Grace Willis sat in her front parlor and told me that her neighborhood, sometimes called Barclay or Greater Greenmount, is "just a wonderful place to live." She would know, since she has lived at the corner of 22nd and Barclay for most of her life. She is known to her neighbors as the woman who likes to walk.
On a walk, she showed me one of the reasons her neighborhood is the place she wants it to be.
In the past few weeks, as promised, a fine-looking row of homes has risen on 20th Street. They stretch from Greenmount to Barclay and nicely mimic the Victorian architecture of the neighborhood. The change is bold and dramatic, particularly if you have a memory of the abandoned houses that once sat here.
The block is designed as 69 affordable rental units. On adjoining blocks, renovation construction recently began on 15 three-story rowhouses. They will range in price from $175,000 to $285,000 and will be sold to owner-occupants.
People who do not share Grace Willis' sense of optimism and hope might disparage this neighborhood as another Baltimore lost cause. But this summer, block after block near Barclay Street and Guilford Avenue is changing. I saw signs promising Calvert Green houses for sale — renovated 1890s rowhouses.
What I saw on my walk through Greater Greenmount is not an isolated renewal phenomenon. All through a corridor from Pennsylvania Station (Station North) through the Old Goucher and Barclay Street communities, I observed cleaner streets and evidence of repairs. Once-bleak homes are now looking decent. I also see people walking about and obviously enjoying their neighborhoods.
Willis, a retired elementary school master teacher, is also patient. For decades, she and her neighbors have asked the city to help with the issue of the vacant and abandoned houses along the streets that intersect Greenmount Avenue in a stretch generally north of Green Mount Cemetery.
"I saw it happen so many times. The parents lived here for many years, but their children moved away to other neighborhoods," she said.
Her requests, and those of her tenacious neighbors, began to be addressed when a small organization, People's Homesteading Group, started renovations. People's Homesteading follows a sensible strategy: Before an entire row of homes is irredeemable, save the most blighted property. Lovingly fix it up. Work house by house.
I began visiting this neighborhood about five years ago. At that time, signs of hope were present, but the specter of so much abandonment seemed overwhelming. People's Homesteading did its surgical interventions on very troubled individual properties. Willis and her fellow residents won the approval of the city's Commission for Historic and Architectural Preservation to grant historic status to East 22nd Street, which includes the landmark St. Ann's Roman Catholic Church.
Then Ravens owner Steve Bisciotti and other philanthropists put money into reopening a closed parochial school. It reopened as the Mother Seton Academy and seemed to send a good message, in the same way that the dramatically renovated new city Design School at Oliver Street near Greenmount Avenue does.
Willis never lost faith in East 22nd Street.
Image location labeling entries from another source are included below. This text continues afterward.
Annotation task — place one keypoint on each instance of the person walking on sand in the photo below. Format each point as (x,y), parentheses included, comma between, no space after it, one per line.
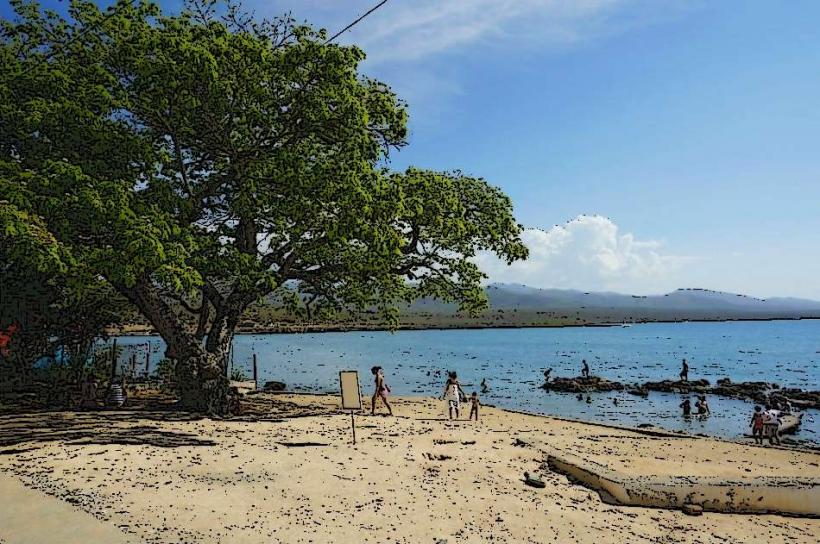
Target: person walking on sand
(381,391)
(452,394)
(474,404)
(757,425)
(771,425)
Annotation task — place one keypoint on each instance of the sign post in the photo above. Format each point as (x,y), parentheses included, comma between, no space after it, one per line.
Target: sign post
(351,395)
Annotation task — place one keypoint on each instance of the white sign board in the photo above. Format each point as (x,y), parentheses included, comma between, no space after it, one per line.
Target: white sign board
(351,395)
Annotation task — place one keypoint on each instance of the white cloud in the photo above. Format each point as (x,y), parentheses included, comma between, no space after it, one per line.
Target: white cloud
(590,254)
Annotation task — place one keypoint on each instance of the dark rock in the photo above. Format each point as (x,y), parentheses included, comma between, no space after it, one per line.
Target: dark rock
(677,386)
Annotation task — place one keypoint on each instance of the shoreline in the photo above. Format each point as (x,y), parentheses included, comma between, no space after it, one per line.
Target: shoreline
(147,330)
(287,472)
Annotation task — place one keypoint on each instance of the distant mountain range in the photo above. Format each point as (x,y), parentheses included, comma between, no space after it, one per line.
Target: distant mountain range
(521,297)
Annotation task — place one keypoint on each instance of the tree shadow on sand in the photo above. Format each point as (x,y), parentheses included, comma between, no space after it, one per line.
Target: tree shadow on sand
(104,428)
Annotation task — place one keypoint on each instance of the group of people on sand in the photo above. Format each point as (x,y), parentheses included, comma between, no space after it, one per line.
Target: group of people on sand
(766,421)
(453,394)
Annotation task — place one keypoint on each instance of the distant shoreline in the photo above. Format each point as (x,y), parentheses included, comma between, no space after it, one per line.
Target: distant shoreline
(145,330)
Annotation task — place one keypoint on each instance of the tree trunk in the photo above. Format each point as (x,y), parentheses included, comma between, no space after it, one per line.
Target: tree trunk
(200,370)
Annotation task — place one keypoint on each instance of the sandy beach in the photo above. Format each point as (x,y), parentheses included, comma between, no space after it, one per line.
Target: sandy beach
(287,472)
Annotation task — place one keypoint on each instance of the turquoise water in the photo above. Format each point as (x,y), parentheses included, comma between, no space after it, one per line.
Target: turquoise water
(512,362)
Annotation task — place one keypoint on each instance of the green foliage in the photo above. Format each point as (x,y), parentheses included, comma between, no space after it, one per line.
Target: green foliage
(213,161)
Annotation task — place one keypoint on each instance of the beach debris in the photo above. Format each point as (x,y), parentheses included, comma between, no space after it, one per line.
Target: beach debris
(273,385)
(534,481)
(437,457)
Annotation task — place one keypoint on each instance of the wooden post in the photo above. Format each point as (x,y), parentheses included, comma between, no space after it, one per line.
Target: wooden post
(148,360)
(255,383)
(113,362)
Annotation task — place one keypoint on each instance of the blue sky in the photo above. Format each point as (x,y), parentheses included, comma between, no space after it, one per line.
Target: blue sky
(676,143)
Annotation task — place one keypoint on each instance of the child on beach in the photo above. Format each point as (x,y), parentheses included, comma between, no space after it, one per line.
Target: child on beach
(474,404)
(757,425)
(381,391)
(452,394)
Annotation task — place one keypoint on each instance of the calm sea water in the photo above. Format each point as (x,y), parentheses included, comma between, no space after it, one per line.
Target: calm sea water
(512,361)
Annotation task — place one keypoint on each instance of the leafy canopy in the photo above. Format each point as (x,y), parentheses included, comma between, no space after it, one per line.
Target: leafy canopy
(212,159)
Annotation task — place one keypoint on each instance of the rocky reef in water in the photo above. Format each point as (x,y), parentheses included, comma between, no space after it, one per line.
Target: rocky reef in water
(761,392)
(582,385)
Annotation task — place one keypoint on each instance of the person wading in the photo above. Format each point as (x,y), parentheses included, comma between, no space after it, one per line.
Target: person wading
(684,372)
(381,391)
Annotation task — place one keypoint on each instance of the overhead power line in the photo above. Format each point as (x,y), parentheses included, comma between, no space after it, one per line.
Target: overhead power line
(357,21)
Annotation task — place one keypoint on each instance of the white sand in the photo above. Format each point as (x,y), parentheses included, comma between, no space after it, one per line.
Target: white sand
(412,478)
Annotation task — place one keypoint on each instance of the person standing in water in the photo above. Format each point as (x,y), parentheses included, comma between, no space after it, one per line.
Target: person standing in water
(702,406)
(757,425)
(381,391)
(686,405)
(771,425)
(684,372)
(452,394)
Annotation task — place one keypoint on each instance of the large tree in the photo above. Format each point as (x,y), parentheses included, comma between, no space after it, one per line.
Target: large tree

She fought back with her immaculate flower garden created in a vacant lot along Barclay.
The years of hope and patience gave rise to action. Telesis Corp., the developer, was chosen by the city to take on the massive job of 268 parcels of property and 94 vacant lots.
The process of reclaiming Greater Greenmount — and let's add in Calvert, Barclay and Old Goucher — is underway. To date, there are 20 new homeowners living in top-to-bottom renovated properties.
"We have more work to do," said Catherine Stokes, director of Telesis' Baltimore office. "We are more than halfway there."